3G et 4G  : un maire accuse Free de passer “en force”

Face à l’implantation d’une antenne-relais de Free, un maire dénonce l’attitude de l’opérateur qui ne prendrait pas le temps de la concertation et tenterait un passage en force. Or, selon lui, il y a des alternatives dont il faut discuter ’intelligemment”.

“Free passe en force et nous sommes démunis”, dénonce Jean-Michel Brard, le maire de Pornic. L’antenne que l’opérateur souhaite installer dans un lotissement de Sainte-Marie-sur-Mer, commune rattachée à Pornic, n’apparaît toujours pas la bienvenue.

Jean-Michel Brard reproche à Free un manque de communication. “Ils ne prennent même pas le temps de venir nous rencontrer”, déplore-t-il.
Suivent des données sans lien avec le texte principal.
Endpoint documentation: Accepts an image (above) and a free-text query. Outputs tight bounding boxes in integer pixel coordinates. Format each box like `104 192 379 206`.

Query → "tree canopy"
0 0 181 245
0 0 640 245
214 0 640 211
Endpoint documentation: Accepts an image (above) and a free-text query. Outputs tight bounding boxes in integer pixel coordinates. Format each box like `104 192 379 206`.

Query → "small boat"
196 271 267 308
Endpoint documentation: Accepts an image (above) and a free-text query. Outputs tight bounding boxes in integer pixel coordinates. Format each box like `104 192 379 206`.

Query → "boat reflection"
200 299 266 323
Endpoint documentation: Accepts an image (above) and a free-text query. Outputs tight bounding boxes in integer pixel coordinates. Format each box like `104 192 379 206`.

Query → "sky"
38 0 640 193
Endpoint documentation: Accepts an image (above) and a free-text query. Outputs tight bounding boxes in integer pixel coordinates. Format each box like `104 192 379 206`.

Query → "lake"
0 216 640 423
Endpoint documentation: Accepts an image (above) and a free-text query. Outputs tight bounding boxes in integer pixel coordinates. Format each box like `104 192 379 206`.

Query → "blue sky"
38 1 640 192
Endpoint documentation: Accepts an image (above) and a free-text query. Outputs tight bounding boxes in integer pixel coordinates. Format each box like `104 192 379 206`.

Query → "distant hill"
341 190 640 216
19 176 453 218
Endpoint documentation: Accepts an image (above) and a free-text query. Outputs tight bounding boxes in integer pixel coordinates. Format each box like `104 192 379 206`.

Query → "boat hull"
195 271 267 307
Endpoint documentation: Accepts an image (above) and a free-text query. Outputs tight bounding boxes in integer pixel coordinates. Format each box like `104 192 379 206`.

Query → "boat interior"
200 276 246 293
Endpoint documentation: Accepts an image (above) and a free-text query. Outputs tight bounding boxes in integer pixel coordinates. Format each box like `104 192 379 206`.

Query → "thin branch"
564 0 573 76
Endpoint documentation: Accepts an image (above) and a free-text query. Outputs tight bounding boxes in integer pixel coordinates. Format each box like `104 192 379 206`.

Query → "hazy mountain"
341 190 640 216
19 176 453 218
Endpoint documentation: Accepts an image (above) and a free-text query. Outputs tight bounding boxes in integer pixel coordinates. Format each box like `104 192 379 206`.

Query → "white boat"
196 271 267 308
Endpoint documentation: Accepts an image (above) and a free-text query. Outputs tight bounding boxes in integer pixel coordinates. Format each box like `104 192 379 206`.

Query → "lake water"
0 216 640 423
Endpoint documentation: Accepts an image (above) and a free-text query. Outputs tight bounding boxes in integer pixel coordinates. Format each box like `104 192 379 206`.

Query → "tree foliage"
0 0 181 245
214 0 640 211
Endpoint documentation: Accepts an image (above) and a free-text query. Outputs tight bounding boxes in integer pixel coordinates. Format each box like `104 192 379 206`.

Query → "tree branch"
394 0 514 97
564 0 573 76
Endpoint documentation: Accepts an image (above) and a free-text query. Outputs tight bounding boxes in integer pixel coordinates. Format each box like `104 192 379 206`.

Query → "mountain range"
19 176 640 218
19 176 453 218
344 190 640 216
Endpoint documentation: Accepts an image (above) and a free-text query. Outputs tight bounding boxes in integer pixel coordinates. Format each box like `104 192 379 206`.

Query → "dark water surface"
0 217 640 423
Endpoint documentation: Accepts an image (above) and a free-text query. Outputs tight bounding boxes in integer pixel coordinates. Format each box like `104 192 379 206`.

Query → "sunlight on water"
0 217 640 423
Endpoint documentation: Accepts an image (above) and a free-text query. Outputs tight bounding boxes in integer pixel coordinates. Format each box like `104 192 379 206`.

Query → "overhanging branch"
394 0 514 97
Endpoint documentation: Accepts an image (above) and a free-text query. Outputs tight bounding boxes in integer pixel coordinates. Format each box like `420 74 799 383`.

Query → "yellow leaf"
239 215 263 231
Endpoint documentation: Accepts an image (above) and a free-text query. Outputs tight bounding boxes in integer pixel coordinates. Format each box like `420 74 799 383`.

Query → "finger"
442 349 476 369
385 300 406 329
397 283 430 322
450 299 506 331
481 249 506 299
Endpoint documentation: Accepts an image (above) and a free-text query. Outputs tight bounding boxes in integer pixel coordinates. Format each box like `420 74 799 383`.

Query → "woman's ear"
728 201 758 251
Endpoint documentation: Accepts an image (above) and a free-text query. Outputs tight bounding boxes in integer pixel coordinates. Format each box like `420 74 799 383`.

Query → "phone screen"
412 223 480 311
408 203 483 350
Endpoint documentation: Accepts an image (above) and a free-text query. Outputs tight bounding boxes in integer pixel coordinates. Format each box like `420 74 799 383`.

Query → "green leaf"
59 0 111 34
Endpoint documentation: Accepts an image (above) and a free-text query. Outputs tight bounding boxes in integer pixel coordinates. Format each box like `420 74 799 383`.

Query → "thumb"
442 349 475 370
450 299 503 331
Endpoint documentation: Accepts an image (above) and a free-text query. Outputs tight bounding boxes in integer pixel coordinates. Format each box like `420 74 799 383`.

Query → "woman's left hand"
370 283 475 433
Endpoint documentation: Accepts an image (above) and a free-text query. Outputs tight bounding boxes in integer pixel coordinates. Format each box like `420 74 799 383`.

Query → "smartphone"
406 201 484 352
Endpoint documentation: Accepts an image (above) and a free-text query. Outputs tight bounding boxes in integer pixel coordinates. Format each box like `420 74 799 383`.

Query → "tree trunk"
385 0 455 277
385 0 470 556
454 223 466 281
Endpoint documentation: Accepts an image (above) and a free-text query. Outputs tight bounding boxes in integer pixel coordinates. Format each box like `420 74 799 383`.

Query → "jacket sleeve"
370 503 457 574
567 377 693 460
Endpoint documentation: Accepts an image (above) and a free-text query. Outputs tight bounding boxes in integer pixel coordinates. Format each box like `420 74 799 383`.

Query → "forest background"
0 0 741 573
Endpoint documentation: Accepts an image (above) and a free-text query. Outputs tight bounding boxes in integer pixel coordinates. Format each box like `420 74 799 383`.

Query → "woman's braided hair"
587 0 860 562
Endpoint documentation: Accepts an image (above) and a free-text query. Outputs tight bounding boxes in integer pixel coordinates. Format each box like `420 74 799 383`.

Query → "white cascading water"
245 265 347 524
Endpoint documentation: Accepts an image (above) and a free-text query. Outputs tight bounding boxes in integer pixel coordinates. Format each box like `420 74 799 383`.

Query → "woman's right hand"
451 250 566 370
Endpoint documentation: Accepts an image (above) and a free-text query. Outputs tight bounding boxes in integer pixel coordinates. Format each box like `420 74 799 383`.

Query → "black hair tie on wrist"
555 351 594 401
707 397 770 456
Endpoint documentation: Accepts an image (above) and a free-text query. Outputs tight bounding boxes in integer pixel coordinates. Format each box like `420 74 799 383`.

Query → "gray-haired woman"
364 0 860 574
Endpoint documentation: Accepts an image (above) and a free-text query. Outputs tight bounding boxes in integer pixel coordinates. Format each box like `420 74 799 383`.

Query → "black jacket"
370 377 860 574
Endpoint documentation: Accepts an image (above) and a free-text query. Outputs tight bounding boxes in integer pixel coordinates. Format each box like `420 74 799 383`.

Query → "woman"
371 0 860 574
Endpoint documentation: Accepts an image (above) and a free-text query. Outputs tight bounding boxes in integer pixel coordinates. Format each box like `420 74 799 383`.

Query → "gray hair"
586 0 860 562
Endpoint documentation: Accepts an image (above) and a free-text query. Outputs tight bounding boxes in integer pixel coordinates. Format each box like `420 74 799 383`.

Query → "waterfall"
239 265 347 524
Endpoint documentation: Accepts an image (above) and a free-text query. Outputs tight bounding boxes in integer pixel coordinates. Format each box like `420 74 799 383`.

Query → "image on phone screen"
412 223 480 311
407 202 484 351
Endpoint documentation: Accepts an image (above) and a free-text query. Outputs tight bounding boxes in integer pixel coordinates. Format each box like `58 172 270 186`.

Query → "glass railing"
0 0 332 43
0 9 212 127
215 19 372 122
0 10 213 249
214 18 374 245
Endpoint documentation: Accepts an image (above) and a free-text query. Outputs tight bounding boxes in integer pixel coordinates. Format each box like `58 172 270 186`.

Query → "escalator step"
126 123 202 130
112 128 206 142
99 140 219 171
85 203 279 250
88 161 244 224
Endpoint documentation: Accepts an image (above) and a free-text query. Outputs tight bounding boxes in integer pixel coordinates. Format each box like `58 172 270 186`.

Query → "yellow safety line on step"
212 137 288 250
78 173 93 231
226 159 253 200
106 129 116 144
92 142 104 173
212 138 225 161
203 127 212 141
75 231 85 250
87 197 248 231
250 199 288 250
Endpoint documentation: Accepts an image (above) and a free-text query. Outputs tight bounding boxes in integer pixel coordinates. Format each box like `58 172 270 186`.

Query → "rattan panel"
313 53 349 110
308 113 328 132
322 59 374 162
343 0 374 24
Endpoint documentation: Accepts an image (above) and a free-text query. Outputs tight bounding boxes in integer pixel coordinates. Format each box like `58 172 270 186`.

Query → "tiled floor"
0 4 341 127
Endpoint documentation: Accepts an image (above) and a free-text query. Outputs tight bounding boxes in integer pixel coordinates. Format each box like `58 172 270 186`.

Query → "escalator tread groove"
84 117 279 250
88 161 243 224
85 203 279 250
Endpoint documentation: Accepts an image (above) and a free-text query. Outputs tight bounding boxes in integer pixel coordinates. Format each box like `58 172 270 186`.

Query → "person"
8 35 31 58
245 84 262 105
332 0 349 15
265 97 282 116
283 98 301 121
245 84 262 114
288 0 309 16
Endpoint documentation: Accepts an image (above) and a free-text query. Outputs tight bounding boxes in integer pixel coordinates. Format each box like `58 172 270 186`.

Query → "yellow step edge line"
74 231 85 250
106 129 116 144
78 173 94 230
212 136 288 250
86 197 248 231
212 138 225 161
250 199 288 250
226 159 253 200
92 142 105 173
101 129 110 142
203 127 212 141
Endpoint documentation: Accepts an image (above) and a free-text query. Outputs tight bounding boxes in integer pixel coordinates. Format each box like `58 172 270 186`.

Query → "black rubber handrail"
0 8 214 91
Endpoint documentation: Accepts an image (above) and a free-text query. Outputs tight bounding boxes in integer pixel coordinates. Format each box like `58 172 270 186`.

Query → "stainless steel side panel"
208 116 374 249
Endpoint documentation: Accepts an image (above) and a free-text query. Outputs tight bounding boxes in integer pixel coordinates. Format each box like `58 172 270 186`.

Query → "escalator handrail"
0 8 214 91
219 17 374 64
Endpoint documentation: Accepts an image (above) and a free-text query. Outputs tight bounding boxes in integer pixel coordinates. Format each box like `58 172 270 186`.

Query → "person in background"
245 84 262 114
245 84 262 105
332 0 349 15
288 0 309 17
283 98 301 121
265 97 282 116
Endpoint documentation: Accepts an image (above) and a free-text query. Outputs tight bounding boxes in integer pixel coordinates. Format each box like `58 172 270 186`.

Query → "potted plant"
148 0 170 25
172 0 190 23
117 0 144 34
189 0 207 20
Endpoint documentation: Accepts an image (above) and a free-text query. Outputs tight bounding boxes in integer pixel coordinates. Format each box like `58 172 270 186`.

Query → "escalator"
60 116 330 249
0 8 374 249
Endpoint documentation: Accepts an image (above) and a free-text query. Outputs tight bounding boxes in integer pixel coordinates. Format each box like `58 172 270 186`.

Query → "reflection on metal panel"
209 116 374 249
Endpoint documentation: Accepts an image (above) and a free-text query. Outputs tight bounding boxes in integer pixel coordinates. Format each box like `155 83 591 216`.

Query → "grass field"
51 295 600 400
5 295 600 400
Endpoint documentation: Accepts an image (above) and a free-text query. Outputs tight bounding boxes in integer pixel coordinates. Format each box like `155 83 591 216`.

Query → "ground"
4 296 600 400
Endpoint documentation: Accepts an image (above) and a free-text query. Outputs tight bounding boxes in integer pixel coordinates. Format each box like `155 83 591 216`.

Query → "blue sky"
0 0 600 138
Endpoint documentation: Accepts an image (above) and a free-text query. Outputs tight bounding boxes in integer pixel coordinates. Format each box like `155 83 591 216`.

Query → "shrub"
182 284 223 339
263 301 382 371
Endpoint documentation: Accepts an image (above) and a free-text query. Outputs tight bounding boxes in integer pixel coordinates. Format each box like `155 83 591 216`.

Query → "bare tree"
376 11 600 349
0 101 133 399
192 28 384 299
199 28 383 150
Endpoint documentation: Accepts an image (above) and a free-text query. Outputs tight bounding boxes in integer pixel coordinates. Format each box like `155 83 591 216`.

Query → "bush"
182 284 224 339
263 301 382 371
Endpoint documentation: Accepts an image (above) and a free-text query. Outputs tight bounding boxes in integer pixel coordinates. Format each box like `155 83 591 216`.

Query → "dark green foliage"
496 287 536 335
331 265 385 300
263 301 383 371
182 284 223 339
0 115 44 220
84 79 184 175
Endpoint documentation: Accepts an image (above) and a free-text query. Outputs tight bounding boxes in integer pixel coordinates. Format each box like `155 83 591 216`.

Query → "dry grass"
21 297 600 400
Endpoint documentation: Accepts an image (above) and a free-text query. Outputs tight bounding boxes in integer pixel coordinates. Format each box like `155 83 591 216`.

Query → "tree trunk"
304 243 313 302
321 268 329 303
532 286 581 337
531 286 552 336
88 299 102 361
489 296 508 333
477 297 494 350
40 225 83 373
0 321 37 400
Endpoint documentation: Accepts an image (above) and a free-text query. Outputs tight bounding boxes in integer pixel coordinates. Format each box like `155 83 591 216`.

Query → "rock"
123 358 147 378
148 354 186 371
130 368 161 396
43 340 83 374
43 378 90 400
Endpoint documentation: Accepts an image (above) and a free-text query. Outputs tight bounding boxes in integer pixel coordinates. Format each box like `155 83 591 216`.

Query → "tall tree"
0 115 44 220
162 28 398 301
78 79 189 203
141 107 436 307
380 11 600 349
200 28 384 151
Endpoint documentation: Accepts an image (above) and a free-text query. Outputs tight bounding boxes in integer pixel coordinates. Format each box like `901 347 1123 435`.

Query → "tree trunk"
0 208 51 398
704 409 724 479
Ayant refusé une implantation sur la maison des associations et dans le clocher de l’église, l’élu souligne qu’“il y a d’autres solutions” et qu’“il faut se mettre autour de la table et discuter intelligemment”.

En tant que président de la communauté de communes Pornic Agglo Pays de Retz, Jean-Michel Brard souligne des cas de cancers pédiatriques à Sainte-Pazanne, à 25 kilomètres de là. Des cas “dont on ne s’explique pas vraiment l’origine”, souligne-t-il. “On ne peut donc pas faire n’importe quoi”, selon lui. Au rang des griefs, on retrouve également la pollution visuelle qu’avait tenté de démontrer un riverain à l’aide d’un drone ou encore l’impact sur la valeur de l’immobilier à proximité.

Une victoire devant la justice administrative

Renvoyé dans les cordes par la commune au motif d’une implantation nécessitant une modification du plan local d’urbanisme, alors que lui y voyait de “simples travaux de raccordement”, Free s’était pour rappel tourné vers le tribunal administratif de Nantes et avait d’ailleurs obtenu gain de cause en septembre dernier.

Le juge avait souligné que la commune n’avait pas présenté d’éléments probants dans ce dossier, rappelé qu’elle “n’est pas entièrement couvert(e) par les réseaux” et estimé qu’elle devait par conséquent se pencher à nouveau sur la demande de l’opérateur. “Free Mobile justifie de l’existence d’une situation d’urgence, eu égard à l’intérêt public qui s’attache à la couverture du territoire national par le réseau de téléphonie mobile et aux intérêts propres de la société qui a pris des engagements (…) au titre de cette couverture”, avait-il par ailleurs été indiqué.